O erro foi o não

quinta-feira, julho 02, 2015

Talvez eu nunca mais o veja, talvez meu coração prossiga a chorar baixinho, que vez em quando solta um chiado que ao redor as pessoas confundem com miado. E talvez quando o som que transmite confunde-se com um felino eu ainda continue a querer estapear-me pelo fato de achar que mulher que mia é puro dengo de criança mal crescida. Talvez eu continue ranzinza e várias vezes continue sem saber o porquê, ou escondendo a resposta naquele quarto escuro que não aluguei, mas já acredito que está assinado o papel de compra e venda, e feche-me para o mundo, desacreditando nas possíveis verdades que chamas de esperança tenta mostrar. Nunca fui corajosa para mencionar nãos, sempre persisti em erros que me machucavam apenas para amenizar a alma alheia, o sim sempre foi algo que habitou e habita minhas cordas vocais e o consentimento sempre inundou meus olhos. Dizem que um olhar vale mais do que mil palavras, e o meu sempre teve sim’s infinitos que sempre me machucam.

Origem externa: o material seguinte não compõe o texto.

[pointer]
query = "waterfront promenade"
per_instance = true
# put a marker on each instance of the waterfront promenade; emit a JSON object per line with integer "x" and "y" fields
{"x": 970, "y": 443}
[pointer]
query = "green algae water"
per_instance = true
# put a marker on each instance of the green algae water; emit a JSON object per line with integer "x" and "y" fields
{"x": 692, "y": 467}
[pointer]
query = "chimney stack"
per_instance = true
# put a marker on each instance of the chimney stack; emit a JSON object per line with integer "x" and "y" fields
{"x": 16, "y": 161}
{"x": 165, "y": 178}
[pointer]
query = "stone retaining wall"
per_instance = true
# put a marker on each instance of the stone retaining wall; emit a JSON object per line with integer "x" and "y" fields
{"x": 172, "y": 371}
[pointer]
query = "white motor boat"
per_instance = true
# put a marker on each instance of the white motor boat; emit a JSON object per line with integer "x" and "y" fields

Eu queria, e como nós humanos queremos tanto, não é mesmo!? Queria ter a consciência e clareza há uns dias atrás para ter usado esse sim ridiculo para algo que realmente valesse e me rendesse, mas na única, que minha mente sã recorda-se, vez em que protagonizei o não, o fiz errado. E meu acerto encontra-se longe dos meus olhos. Mesmo que perto na tela, distancia-se quando a brisa compõe aquele cenário gostoso que é o “perto dos olhos”. Hoje, o meu acerto encontra-se unicamente “longe dos olhos e perto do coração”. E acredito que este seja pelo menos metade do motivo que meus olhos derramem-se durante o dia, assim, do nada.
Sob a mesma Lua, ainda. (imagem)

Pois sinto meu coração bater distante. A Evil Queen da minha história não tem cara de Lana Parrilla, e quem dera tivesse, pois eu levaria na maior piada cômica da vida pela simples falta de sentido. Tem face angelical e alma tão emoldurada quanto. Se ler, sabe. Só tive a ciência que me haviam levado quando as cortinas do espetáculo se fecharam antes do término e dos aplausos finais. Hoje fecho os olhos para os olhares tortos, e tais não adentram meu universo que tento manter tão debaixo do colchão, então não lhes permito aplausos, apenas a imaginação.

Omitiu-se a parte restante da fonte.